Apple seeks up to $15 per Android device in settlements offered to Motorola, Samsung
Apple has reportedly offered settlements to Motorola and Samsung in patent infringement suits against its rivals, and has asked for between $5 and $15 per handset.
Apple's apparent willingness to cut deals with its competitors was revealed on Tuesday by Dow Jones Newswires, which cited anonymous sources who indicated Apple has put forth proposals to both Motorola Mobility and Samsung Electronics.
The settlements offered by Apple allegedly seek royalty payments and other terms from both companies. It was said that Apple has asked for between $5 and $15 per handset for some of the patents in one negotiation, which would amount to between 1 percent and 2.5 percent of sales per device.
If true, the number is similar to what Motorola has sought in its own proposed settlement with Apple. Motorola revealed in court filings in February that it has asked for 2.25 percent of Apple's sales of wireless devices in exchange for a patent license covering its standard-essential intellectual property.
According to Dow Jones, Apple already had negotiations with companies, including Samsung, before it decided to turn to litigation. The iPhone maker first sued Samsung last April, accusing the company of copying the look and feel of the iPhone and iPad.

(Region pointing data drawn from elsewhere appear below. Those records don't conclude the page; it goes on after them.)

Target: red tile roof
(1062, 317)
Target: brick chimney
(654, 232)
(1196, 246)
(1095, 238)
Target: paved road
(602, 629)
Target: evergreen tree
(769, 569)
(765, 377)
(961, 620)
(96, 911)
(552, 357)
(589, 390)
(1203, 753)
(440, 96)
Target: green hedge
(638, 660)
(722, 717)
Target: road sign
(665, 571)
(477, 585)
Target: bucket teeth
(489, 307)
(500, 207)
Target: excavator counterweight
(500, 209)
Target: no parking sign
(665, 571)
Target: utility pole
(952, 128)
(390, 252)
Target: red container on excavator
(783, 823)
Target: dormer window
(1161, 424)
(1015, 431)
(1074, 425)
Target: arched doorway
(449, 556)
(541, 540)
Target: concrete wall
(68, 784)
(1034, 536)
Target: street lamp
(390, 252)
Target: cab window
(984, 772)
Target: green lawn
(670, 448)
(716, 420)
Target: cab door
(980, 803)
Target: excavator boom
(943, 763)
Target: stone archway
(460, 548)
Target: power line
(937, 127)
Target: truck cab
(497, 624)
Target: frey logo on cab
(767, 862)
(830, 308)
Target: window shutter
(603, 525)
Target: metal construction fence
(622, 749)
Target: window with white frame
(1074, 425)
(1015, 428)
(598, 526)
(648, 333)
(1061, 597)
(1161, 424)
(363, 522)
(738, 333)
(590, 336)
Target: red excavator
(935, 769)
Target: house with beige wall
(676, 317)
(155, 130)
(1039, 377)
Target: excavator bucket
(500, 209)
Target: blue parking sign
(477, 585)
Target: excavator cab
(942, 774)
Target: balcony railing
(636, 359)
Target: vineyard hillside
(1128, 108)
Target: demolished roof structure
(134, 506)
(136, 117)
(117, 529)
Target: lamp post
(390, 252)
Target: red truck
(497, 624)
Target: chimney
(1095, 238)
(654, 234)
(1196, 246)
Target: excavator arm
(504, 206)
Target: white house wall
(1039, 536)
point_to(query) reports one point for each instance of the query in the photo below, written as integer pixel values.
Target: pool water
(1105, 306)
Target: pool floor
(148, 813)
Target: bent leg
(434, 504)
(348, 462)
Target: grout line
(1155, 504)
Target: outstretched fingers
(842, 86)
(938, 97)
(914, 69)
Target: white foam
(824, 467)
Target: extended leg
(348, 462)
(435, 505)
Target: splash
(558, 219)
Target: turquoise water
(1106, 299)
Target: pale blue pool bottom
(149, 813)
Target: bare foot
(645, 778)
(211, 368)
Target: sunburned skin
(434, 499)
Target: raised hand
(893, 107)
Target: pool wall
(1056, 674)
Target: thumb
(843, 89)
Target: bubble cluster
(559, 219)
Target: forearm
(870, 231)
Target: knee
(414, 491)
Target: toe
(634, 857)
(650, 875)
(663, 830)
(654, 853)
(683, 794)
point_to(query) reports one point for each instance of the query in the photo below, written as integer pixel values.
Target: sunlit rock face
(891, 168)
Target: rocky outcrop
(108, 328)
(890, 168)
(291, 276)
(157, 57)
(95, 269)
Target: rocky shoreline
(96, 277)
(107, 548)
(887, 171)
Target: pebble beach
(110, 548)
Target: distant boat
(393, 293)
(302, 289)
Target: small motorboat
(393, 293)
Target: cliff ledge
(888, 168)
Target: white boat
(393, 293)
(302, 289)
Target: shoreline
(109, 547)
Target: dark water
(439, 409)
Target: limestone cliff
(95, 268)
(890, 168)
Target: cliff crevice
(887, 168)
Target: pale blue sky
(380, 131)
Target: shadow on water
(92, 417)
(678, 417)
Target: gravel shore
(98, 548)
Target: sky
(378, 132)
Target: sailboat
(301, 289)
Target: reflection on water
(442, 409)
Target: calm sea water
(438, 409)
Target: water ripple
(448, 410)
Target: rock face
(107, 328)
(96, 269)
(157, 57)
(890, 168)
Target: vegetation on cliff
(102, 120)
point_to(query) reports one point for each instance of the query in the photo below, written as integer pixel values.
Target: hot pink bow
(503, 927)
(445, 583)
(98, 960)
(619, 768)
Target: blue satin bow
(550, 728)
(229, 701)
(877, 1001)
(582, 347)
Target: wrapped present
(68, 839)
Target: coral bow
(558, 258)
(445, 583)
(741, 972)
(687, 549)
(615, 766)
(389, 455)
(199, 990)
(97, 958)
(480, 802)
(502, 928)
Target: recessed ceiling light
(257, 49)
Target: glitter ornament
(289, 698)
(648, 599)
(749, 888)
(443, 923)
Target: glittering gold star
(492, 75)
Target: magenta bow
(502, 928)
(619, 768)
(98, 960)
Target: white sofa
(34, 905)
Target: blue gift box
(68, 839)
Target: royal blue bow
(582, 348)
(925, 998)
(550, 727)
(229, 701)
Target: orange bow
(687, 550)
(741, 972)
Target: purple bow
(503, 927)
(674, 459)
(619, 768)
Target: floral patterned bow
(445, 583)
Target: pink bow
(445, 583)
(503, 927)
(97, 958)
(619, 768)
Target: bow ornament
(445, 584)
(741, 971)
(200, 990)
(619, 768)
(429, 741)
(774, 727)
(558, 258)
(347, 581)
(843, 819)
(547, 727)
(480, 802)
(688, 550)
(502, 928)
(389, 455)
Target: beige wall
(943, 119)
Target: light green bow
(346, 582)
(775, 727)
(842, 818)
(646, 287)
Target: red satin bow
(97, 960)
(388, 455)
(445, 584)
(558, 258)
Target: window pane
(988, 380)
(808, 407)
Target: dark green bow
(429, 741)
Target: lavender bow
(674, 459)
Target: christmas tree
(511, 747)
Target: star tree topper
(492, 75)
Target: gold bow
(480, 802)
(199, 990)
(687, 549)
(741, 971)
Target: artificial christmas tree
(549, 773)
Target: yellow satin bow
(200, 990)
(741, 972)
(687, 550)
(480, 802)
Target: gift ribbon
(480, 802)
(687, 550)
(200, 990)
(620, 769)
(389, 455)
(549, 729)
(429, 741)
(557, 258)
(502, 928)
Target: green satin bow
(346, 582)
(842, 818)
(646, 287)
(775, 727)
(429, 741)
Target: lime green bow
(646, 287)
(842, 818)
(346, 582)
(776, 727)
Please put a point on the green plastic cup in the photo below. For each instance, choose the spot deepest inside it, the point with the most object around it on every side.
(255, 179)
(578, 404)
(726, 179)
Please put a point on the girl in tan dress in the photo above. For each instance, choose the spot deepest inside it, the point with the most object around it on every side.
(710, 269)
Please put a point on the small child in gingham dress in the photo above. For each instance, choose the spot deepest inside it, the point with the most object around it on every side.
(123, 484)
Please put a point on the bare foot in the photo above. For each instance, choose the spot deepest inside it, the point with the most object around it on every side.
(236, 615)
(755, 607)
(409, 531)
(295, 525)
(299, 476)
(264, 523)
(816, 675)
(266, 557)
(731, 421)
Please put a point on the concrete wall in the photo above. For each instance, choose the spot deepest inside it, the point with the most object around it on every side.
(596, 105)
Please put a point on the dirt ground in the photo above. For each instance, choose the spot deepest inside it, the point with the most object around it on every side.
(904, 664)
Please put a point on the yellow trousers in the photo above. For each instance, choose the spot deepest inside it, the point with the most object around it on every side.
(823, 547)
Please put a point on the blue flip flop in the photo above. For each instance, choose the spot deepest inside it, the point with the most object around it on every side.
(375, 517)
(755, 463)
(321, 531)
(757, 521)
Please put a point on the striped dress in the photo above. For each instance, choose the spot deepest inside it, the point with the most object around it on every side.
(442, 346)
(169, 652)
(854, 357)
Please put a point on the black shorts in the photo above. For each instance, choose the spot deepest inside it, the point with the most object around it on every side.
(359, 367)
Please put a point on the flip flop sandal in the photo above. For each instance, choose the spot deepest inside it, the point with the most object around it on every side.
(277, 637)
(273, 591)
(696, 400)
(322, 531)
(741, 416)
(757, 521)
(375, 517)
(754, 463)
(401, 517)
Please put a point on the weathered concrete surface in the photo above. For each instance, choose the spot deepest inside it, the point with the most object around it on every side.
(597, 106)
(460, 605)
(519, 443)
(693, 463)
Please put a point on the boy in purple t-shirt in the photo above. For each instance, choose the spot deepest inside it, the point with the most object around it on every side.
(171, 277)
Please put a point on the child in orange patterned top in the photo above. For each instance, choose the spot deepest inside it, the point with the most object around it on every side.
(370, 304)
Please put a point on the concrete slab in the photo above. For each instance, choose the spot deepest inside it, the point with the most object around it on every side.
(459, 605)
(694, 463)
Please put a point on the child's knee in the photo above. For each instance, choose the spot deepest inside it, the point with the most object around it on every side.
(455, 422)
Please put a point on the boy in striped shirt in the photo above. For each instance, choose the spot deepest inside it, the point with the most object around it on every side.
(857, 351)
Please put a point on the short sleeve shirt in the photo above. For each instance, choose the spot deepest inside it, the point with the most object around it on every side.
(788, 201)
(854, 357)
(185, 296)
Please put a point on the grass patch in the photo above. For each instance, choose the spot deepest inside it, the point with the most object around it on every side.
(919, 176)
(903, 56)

It's unknown whether settlement negotiations between Apple and its rivals are currently taking place, the report said. People familiar with the issue portrayed it as part of an "ongoing process."
Patent infringement suits have become commonplace in the wireless industry, as many companies that design and sell smartphones are involved in litigation with one another in complaints lodged around the world.
Apple's disputes with Motorola and Samsung are of particular interest for their own reasons. Motorola is a newly acquired subsidiary of Google, the maker of Android, while Samsung, in addition to competing with Apple, is one of the company's chief suppliers of components like displays, flash memory and chips.